P is for:
Potts Point This inner ciy suburb has long been home to the gays, at least since the 1920s and 30s when the country’s first high-rise apartment buildings (which back then meant anything over eight storeys) sprang up and the population in the neighbourhood boomed. Many of those flooding the area were refugees escaping from fascist Europe, bringing with them their culture, food and liberal ideas.
By the 1940s Potts Point and its surrounds (Kings Cross, Elizabeth Bay) were known as sophisticated and cosmopolitan, full of bohemians, artists and a sizeable gay community. The neighbourhood was often compared at the time to Montmartre and Manhattan.
It retained its diverse grungy glamour over the next few decades, even after the Vietnam War brought a flood of US soldiers on R&R, followed by a massive jump in prostitution and drugs in the area. In the 1990s Potts Point underwent some serious gentrification, with all the large hotels transformed into trendy apartment buildings creating another population boom.

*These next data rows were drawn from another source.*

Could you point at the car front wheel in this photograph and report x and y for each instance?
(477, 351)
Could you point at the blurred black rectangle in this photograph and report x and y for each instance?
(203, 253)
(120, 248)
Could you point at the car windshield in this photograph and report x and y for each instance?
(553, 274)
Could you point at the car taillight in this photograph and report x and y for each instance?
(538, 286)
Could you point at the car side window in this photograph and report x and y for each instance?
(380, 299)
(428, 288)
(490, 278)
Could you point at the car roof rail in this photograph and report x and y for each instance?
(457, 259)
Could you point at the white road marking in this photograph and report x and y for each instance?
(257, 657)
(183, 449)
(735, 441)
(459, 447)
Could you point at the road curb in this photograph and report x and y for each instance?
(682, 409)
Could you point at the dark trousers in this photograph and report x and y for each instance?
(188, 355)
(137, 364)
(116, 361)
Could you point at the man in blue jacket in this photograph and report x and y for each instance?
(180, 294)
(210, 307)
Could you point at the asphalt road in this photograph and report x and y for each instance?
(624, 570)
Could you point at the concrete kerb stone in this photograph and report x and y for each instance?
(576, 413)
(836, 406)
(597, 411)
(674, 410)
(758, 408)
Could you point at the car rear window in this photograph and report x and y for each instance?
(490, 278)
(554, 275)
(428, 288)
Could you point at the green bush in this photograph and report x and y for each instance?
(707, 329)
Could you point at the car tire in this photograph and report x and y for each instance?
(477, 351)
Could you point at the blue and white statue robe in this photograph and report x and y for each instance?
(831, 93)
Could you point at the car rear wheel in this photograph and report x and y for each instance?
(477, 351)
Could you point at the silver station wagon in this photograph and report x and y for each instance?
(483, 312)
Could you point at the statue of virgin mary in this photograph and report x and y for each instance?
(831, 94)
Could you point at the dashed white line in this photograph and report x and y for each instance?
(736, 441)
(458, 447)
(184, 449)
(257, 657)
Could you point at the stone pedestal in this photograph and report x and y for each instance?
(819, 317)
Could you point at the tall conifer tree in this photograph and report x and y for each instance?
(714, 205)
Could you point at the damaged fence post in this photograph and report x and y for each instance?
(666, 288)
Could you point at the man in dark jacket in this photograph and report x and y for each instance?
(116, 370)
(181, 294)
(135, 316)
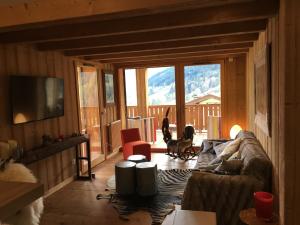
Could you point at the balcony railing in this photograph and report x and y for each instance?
(195, 115)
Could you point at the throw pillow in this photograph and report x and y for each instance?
(221, 147)
(236, 155)
(232, 147)
(230, 167)
(207, 146)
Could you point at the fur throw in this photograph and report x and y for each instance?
(29, 215)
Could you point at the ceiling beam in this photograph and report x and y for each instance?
(157, 36)
(193, 17)
(16, 12)
(170, 51)
(174, 56)
(171, 62)
(165, 45)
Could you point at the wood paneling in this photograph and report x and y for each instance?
(283, 32)
(216, 30)
(270, 144)
(24, 60)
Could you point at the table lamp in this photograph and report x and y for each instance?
(235, 129)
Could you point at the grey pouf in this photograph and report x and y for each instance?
(146, 175)
(125, 177)
(137, 158)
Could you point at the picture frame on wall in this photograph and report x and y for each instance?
(263, 92)
(108, 87)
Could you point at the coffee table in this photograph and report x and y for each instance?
(190, 217)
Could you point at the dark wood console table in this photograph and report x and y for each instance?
(43, 152)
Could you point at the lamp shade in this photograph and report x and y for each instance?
(234, 131)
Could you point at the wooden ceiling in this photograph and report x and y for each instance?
(194, 31)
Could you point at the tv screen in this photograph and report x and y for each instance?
(36, 98)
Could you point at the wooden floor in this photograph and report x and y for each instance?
(76, 203)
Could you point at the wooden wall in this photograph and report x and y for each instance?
(233, 94)
(283, 146)
(289, 103)
(270, 144)
(24, 60)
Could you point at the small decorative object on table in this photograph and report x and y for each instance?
(47, 139)
(146, 179)
(264, 205)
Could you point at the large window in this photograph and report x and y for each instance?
(161, 86)
(202, 80)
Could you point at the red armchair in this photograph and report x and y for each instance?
(132, 144)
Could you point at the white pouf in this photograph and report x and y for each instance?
(125, 177)
(31, 214)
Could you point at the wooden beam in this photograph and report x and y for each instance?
(194, 17)
(171, 62)
(157, 36)
(17, 12)
(175, 56)
(241, 38)
(170, 51)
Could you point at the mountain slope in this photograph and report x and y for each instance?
(199, 81)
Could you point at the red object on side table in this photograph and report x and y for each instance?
(264, 205)
(132, 144)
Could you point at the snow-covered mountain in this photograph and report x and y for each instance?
(199, 81)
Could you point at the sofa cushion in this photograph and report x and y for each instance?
(256, 161)
(207, 146)
(230, 167)
(204, 159)
(219, 147)
(231, 148)
(236, 155)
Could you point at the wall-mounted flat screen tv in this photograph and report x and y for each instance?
(36, 98)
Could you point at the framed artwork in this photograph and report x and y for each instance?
(262, 83)
(108, 89)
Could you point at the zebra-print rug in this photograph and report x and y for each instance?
(171, 184)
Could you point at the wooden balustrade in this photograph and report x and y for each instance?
(195, 115)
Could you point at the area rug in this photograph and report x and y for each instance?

Today the suburb is absolutely packed with gays, attracted by the area’s proximity to the harbour, CBD and Darlinghurst, by the mix of restaurants, boutiques and art deco buildings, as well as by the area’s colourful past.
Pride Others may have been panicking about the much-hyped millennium bug, but New Year’s Eve 1999/ 2000 was a high-water mark for gay community group Sydney Pride Centre. About 10,000 revellers turned out to celebrate its turn-of-the-millennium bash at Fox Studios, handing it the perfect start to the new century.
Recent times have been far less forgiving. Partygoers have abandoned Pride in droves of late -“ about 3,700 went to its New Year’s Eve party to see in 2002, and it sold only 1,900 tickets to its end-of-2004 event. The poor party sales hit hard, as Pride reported serious financial losses but resisted calls to merge with New Mardi Gras.
By the middle of last year the organisation announced it was so strapped for cash it couldn’t stage its signature New Year’s Eve party.
Compounding its financial woes, Pride lost much of its Erskineville Town Hall premises to a new City of Sydney neighbourhood centre last December.
The annual Pride Week is due to go ahead in the middle of the year, but Pride’s string of misfortunes has cast a question mark over its role. A delayed Pride annual general meeting, now scheduled for late April, may provide answers.